List pgsql-performance
On 14 Listopad 2011, 22:58, Cody Caughlan wrote:
>> Seems reasonable, although I'd bump up the checkpoint_timeout (the 5m is
>> usually too low).
>
> Ok, will do.

Yes, but find out what that means and think about the possible impact
first. It usually improves the checkpoint behaviour but increases the
recovery time and you may need more checkpoint segments. And I doubt this
will fix the issue you've described.

> I ran bonnie++ on a slave node, doing active streaming replication but
> otherwise idle:
> http://batch-files-test.s3.amazonaws.com/sql03.prod.html
>
> bonnie++ on the master node:
> http://batch-files-test.s3.amazonaws.com/sql01.prod.html
>
> If I am reading this right, this is my first time using it, the
> numbers dont look too good.

Are those instances equal, i.e. use tha same RAID10 config etc.? It
surprises me a bit that the slave performs much better than the master,
for example the sequential reads are much faster (210MB/s vs. 60MB/s) and
it handles about twice the number of seeks (345 vs. 170). But this may be
skewed because of the workload.

> Heres a gist of running "iostat -x 3" for about a few minutes:
>
> https://gist.github.com/f94d98f2ef498a522ac2
>
> Indeed, the %iowat and await values can spike up drastically.

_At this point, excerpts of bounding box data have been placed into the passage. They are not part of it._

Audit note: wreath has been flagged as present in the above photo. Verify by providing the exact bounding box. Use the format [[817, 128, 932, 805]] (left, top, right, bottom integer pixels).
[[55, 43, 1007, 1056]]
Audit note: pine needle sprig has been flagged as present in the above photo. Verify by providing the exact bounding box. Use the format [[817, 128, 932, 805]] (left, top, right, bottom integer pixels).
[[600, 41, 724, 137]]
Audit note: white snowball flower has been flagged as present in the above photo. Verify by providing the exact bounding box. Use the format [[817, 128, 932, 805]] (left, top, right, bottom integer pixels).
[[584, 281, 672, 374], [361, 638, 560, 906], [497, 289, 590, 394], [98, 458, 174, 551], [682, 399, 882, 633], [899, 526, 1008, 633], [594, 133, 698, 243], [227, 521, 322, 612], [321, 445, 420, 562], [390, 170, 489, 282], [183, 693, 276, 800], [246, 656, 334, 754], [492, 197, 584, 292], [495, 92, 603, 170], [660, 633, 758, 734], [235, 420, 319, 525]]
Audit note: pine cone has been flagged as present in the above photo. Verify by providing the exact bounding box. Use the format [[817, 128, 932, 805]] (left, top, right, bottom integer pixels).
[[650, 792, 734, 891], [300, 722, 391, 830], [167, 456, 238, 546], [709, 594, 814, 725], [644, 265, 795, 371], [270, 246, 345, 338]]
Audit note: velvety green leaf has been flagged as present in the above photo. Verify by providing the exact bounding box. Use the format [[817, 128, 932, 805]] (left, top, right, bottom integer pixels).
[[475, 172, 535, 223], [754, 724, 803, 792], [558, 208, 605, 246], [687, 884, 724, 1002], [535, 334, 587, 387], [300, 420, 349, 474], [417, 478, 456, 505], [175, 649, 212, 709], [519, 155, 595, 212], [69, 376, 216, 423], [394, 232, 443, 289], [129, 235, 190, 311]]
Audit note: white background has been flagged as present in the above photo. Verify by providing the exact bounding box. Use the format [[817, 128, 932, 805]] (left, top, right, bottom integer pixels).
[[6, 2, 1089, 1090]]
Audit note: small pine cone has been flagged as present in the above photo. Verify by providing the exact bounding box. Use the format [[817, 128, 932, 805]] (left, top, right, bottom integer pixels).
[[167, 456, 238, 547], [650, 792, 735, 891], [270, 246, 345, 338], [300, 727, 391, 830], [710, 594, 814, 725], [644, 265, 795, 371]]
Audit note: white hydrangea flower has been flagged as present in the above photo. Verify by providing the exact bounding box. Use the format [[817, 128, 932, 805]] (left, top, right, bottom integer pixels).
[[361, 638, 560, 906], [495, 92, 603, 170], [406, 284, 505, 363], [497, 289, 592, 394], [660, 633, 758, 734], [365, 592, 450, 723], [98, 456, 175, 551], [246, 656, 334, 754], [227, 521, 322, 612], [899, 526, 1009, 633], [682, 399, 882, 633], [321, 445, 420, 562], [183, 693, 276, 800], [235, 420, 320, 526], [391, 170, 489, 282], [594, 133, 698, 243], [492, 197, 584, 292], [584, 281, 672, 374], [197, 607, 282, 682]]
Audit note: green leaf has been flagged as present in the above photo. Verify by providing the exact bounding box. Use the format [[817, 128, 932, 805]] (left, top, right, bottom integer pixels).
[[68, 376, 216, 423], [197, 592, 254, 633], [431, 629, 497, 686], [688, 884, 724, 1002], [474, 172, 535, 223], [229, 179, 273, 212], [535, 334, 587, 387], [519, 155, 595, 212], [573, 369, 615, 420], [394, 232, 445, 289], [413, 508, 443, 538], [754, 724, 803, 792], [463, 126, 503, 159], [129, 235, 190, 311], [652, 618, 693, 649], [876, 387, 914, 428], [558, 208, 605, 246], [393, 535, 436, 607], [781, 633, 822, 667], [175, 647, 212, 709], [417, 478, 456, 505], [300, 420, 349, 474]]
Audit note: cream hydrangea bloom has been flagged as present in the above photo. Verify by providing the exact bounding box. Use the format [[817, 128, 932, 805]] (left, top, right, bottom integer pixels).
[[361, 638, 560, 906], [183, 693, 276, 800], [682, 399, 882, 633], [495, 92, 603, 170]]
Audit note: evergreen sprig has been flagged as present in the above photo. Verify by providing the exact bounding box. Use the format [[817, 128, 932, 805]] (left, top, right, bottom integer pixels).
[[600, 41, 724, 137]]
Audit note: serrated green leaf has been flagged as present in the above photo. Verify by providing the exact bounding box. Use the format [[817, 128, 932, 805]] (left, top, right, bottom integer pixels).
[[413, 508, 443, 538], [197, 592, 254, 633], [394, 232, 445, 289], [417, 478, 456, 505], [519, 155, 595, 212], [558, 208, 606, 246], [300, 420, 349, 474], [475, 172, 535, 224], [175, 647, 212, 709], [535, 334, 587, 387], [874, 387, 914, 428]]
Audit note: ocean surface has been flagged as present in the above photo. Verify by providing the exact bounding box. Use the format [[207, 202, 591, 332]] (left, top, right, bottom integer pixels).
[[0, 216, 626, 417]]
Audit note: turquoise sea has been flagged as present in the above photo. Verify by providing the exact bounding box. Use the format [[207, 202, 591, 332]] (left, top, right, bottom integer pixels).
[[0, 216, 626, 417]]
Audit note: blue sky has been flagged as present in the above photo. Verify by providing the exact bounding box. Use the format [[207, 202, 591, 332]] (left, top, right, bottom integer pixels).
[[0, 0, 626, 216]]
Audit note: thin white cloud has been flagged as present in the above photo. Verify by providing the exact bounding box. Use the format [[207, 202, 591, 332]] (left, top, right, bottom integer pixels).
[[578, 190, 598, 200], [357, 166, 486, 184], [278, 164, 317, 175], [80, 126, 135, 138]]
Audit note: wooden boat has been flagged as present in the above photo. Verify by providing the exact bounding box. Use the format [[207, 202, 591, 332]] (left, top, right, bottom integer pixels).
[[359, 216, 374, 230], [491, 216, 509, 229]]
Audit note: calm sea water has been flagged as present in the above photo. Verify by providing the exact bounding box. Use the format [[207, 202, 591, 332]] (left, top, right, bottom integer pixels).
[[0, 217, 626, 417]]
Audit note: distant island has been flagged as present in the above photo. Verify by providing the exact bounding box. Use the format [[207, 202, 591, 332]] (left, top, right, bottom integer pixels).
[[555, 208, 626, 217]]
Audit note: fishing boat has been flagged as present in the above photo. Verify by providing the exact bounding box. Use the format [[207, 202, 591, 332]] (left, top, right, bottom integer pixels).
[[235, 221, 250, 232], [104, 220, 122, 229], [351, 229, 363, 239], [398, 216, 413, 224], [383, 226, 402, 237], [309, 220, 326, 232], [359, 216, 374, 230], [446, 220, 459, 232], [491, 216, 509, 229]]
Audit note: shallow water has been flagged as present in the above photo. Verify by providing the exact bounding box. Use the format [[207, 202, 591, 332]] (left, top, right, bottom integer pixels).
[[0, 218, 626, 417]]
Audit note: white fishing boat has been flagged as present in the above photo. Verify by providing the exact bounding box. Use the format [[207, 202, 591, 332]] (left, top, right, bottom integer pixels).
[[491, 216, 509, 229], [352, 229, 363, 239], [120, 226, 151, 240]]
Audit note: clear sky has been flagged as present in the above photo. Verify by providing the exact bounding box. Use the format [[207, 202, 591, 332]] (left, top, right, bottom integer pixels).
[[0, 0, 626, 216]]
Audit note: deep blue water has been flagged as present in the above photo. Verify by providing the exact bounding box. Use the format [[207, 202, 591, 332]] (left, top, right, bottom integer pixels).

OK, so xvdb-xvde are individual drives and dm-0 is the RAID10 device,
right? According to the log_checkpoint info, you're writing about 15000
(120MB) buffers in 270s, i.e. about 440kB/s. But according to the iostat
you're writing up to 4MB/s, so it's not just about the checkpoints.

What else is going on there? How much WAL do you write?

Do you have iotop installed? That might give you a hint what processes are
writing data etc.

I'm a bit confused that the w/s don't add up while r/s do.